Below is an example of loading the HIGGS dataset
(download [here](https://archive.ics.uci.edu/ml/machine-learning-databases/00280/)), 
partitioning it for training, and running logistic regression.

```python
import nums
import nums.numpy as nps
from nums.models.glms import LogisticRegression

higgs_dataset = nums.read_csv("HIGGS.csv")
y, X = higgs_dataset[:, 0].astype(nps.int), higgs_dataset[:, 1:]
model = LogisticRegression(solver="newton-cg")
model.fit(X, y)
y_pred = model.predict(X)
print("accuracy", (nps.sum(y == y_pred) / X.shape[0]).get())
```

# Installation
NumS releases are tested on Linux-based systems running Python 3.6, 3.7, and 3.8.

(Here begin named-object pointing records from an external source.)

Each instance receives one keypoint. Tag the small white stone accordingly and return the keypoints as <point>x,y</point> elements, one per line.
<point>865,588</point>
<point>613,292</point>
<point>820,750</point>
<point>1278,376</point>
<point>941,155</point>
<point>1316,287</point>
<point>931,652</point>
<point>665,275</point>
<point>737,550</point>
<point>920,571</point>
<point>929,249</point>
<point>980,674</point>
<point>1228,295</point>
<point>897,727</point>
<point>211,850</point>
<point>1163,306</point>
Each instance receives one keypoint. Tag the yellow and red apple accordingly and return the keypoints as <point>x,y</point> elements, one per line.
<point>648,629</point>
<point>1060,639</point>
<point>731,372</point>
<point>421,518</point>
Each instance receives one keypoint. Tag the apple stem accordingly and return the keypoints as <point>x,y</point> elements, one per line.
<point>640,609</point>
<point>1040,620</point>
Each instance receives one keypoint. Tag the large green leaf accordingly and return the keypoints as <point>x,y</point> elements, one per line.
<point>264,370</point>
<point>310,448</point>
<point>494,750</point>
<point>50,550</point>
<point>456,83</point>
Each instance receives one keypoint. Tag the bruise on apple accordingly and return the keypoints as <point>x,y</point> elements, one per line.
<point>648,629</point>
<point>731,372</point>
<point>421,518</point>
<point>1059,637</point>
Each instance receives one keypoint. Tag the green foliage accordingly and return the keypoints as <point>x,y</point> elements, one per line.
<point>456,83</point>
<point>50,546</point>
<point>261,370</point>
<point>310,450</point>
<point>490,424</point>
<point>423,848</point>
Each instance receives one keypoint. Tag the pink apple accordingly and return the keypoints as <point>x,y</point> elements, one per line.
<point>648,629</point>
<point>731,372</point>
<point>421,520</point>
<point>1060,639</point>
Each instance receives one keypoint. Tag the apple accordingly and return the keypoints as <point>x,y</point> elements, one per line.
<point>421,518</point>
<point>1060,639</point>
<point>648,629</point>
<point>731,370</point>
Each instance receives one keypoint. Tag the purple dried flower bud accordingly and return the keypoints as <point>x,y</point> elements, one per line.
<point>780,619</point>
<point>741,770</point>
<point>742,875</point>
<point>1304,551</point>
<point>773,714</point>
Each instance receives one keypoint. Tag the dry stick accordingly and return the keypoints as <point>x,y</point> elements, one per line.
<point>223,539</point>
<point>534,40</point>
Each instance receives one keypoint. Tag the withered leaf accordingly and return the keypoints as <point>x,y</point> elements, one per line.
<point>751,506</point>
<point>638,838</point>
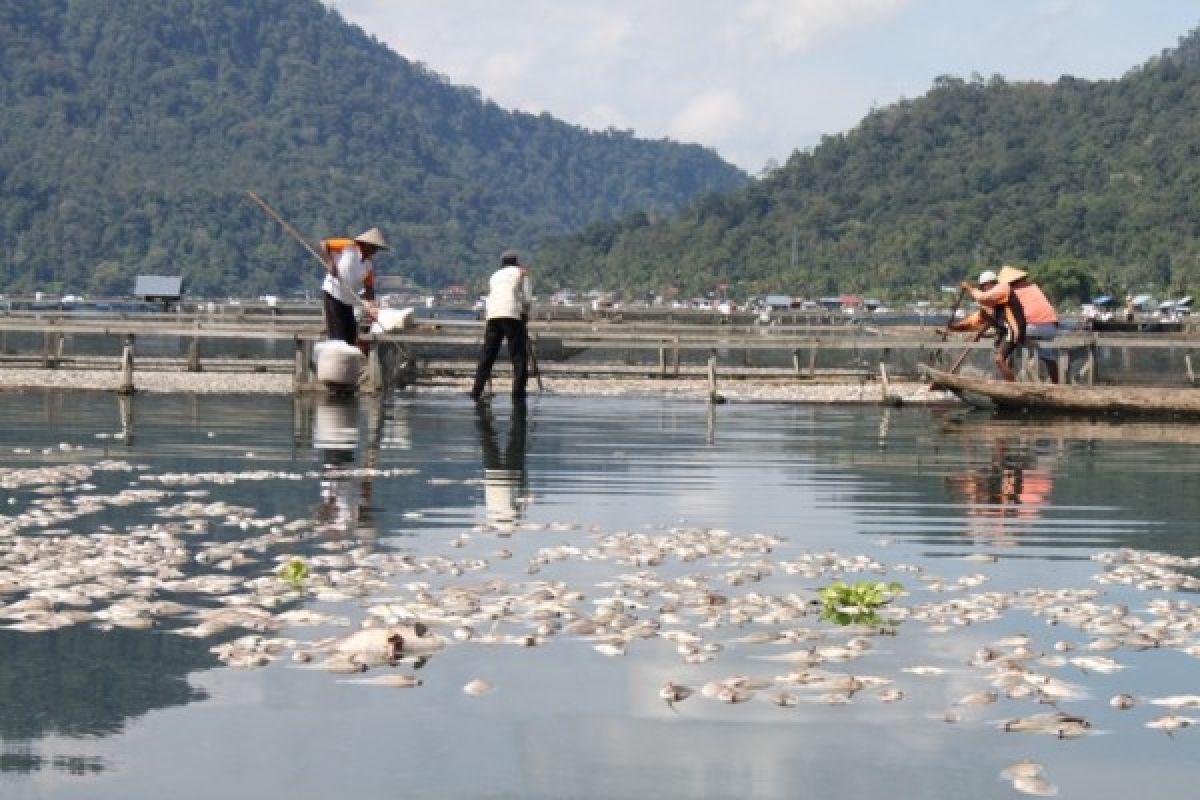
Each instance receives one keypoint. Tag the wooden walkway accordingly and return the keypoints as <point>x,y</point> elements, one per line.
<point>593,348</point>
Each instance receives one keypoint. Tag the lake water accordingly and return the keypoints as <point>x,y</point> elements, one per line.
<point>555,500</point>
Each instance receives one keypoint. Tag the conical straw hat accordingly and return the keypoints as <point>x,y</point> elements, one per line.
<point>373,238</point>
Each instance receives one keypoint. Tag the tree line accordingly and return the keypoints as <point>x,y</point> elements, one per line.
<point>1092,184</point>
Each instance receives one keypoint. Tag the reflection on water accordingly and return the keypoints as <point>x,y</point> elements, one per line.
<point>700,528</point>
<point>505,480</point>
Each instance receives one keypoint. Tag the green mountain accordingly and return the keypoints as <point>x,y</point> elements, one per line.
<point>1097,184</point>
<point>131,130</point>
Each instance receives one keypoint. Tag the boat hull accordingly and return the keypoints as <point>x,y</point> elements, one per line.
<point>1135,401</point>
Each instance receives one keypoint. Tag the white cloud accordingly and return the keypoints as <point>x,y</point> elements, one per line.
<point>709,118</point>
<point>787,26</point>
<point>502,73</point>
<point>607,37</point>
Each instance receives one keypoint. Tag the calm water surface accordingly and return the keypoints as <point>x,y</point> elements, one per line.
<point>124,714</point>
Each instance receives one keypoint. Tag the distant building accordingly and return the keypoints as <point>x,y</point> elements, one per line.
<point>166,289</point>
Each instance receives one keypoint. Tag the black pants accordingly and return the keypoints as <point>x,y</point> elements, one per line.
<point>514,330</point>
<point>340,320</point>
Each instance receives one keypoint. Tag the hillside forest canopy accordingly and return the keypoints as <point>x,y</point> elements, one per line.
<point>1093,185</point>
<point>131,131</point>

NumS runs on Windows, but not all features are tested. We recommend using Anaconda on Windows. Download and install Anaconda for Windows [here](https://docs.anaconda.com/anaconda/install/windows/). Make sure to add Anaconda to your PATH environment variable during installation.

#### pip installation
To install NumS on Ray with CPU support, simply run the following command.
```sh
pip install nums
```

#### conda installation
We are working on providing support for conda installations, but in the meantime,
run the following with your conda environment activated. 

```sh
pip install nums
# Run below to have NumPy use MKL.
conda install -fy mkl
conda install -fy numpy scipy
```

#### S3 Configuration
To run NumS with S3, 
configure credentials for access by following instructions here: 
https://docs.aws.amazon.com/cli/latest/userguide/cli-configure-files.html

#### Cluster Setup
NumS programs can run on a single machine, and can also seamlessly scale to large clusters. \
Read more about [launching clusters](https://github.com/nums-project/nums/tree/master/autoscaler).

# Contributing
To contribute to NumS on Ray, 
we recommend cloning the repository and installing the project in developer mode 
using the following set of commands:

```sh
cd nums
conda create --name nums python=3.7 -y
conda activate nums
pip install -e ".[testing]"
```

#### Contributing NumPy Functionality

To make basic contributions to the NumPy API, follow these steps:

1. Replicate the function signature in `nums.numpy.api`. If it's a `np.ndarray` method,
add the function signature to `nums.core.array.blockarray.BlockArray`.
2. If possible,  implement the function using existing methods 
in `nums.core.array.application.ArrayApplication` 
or `nums.core.array.blockarray.BlockArray`.
3. Write a new implementation `ArrayApplication` or `BlockArray` 
if it's not possible to implement using existing methods, 
or the implementation's execution speed can be 
improved beyond what is achievable using existing methods.
4. Add kernel interfaces to `nums.core.systems.interfaces.ComputeInterface`, and implement
the interface methods for all existing compute implementations.
Currently, the only compute interface is `nums.core.systems.numpy_compute`.
5. Write tests covering all branches of your implementation in the corresponding test module
in the project's `tests/` directory.
6. Do your best to implement the API in its entirety. It's generally better to have a partial
implementation than no implementation, so if for whatever reason certain arguments
are difficult to support, follow the convention we use to raise errors for unsupported
arguments in functions like `nums.numpy.api.min`.
7. If you run into any issues and need help with your implementation, open an issue describing
the issue you're experiencing.

We encourage you to follow the `nums.numpy.api.arange` implementation as a reference.